The Salt Companion to Bill Griffiths

Prof William Rowe editor

Format:Paperback

Publisher:Salt Publishing

Published:10th Jul '07

Currently unavailable, and unfortunately no date known when it will be back

The Salt Companion to Bill Griffiths cover

Bill Griffiths's mix of street-wise academia and boundary dancing poetry have engaged audiences now for at least four decades. He possesses that ability to mix chance with intent, history with fiction and irreverent music with non-received pronunciation in order to deliver what has become one of the most consistently creative bodies of poetic writing made during the past century. That his name does not yet trip off the tongue of mainstream poetry buyers is something that should be swiftly corrected. To know where we are with our verse in the UK an understanding of Griffiths is essential. -- Peter Finch In a world packed with fraudulent choirboys, every now and again a truly oppositional voice gets through. Bill Griffiths has one of those voices.
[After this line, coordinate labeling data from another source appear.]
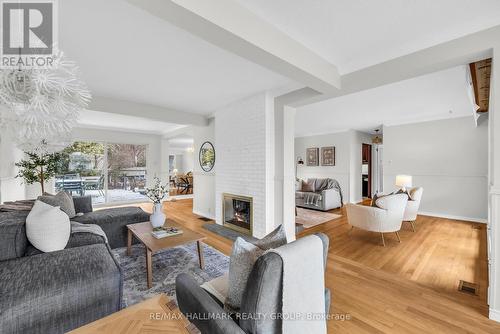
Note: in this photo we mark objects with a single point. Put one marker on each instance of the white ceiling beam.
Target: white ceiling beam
(129, 108)
(232, 27)
(457, 52)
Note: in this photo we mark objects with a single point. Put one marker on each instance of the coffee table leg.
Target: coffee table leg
(129, 242)
(200, 254)
(149, 268)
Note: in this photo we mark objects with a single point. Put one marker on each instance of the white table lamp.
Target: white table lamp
(403, 181)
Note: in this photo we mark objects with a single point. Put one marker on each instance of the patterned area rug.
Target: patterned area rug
(167, 265)
(309, 218)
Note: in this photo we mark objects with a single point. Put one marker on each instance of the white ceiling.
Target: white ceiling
(181, 142)
(428, 97)
(104, 120)
(126, 53)
(354, 34)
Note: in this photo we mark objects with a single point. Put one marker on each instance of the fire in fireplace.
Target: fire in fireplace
(237, 212)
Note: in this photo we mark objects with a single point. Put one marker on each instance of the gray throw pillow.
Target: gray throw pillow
(63, 200)
(308, 186)
(275, 239)
(243, 257)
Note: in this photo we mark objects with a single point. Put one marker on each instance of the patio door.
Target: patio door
(109, 172)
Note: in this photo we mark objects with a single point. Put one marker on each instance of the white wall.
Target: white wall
(357, 139)
(449, 158)
(347, 169)
(11, 188)
(204, 182)
(188, 162)
(244, 136)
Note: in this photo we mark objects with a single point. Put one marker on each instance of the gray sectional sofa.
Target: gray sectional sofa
(58, 291)
(323, 194)
(262, 297)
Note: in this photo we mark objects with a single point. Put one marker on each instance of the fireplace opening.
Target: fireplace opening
(237, 212)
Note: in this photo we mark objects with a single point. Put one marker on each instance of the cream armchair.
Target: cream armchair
(387, 217)
(412, 206)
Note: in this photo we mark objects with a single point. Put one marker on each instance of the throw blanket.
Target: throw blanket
(303, 286)
(312, 198)
(88, 228)
(323, 184)
(24, 205)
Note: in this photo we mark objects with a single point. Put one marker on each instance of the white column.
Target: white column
(494, 202)
(289, 171)
(164, 160)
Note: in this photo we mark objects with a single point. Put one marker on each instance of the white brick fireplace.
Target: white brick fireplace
(244, 135)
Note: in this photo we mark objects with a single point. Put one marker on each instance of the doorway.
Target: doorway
(366, 170)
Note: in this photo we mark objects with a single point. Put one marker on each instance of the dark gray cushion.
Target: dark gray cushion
(83, 204)
(58, 291)
(13, 241)
(263, 294)
(113, 222)
(78, 239)
(201, 309)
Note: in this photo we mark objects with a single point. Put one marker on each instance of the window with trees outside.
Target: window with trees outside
(108, 172)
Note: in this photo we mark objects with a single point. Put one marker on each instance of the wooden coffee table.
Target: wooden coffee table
(155, 315)
(142, 231)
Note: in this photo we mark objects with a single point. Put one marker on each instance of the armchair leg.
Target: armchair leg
(397, 235)
(383, 241)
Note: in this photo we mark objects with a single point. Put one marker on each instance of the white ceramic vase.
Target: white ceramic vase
(157, 219)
It's great to see his shattered sea shanties and anarchist shards of sprung wit finally getting a little of the attention they deserve. -- Sean Bonney Bill Griffiths is a national treasure and it sometimes seems he is buried under a mound like the Sutton Hoo treasures, inviolate, timely and glittering, but there's not a speck of dirt on him. Our treasure hoard is his word hoard. He loans us his unique perspectives - gnomic, relaxed, critical, esoteric, outsider - along with his loan words. Compressed like a jewel they accept the elucidation generously offered to them, without specifically inviting it. This book provides that. -- Robert Sheppard Bill Griffiths is one the most distinguished poets to come to the fore in British poetry in the 1970s. He is at once erudite and accomplished, drawing from Old English as often as modern and contemporary parlance. From his ground-breaking sequence Cycles to his translations of The Battle of Maldon to his more recent Durham, his work engages with gravitas, humour and song - often in the same poem. Reading and rereading his work continues to be both invigorating and sustaining. Each new collection of his work brings reliable strength with vulnerable surprise. -- Allen Fisher

Griffiths has long been celebrated as a leading figure of the British Poetry Revival, yet this is to underestimate the continuing impact of this exciting and accessible writer. These essays aim to help ordinary readers and students gain insight into Griffiths’s astonishing jewel-like lyrics and to re-situate him in the mainstream of British poetry.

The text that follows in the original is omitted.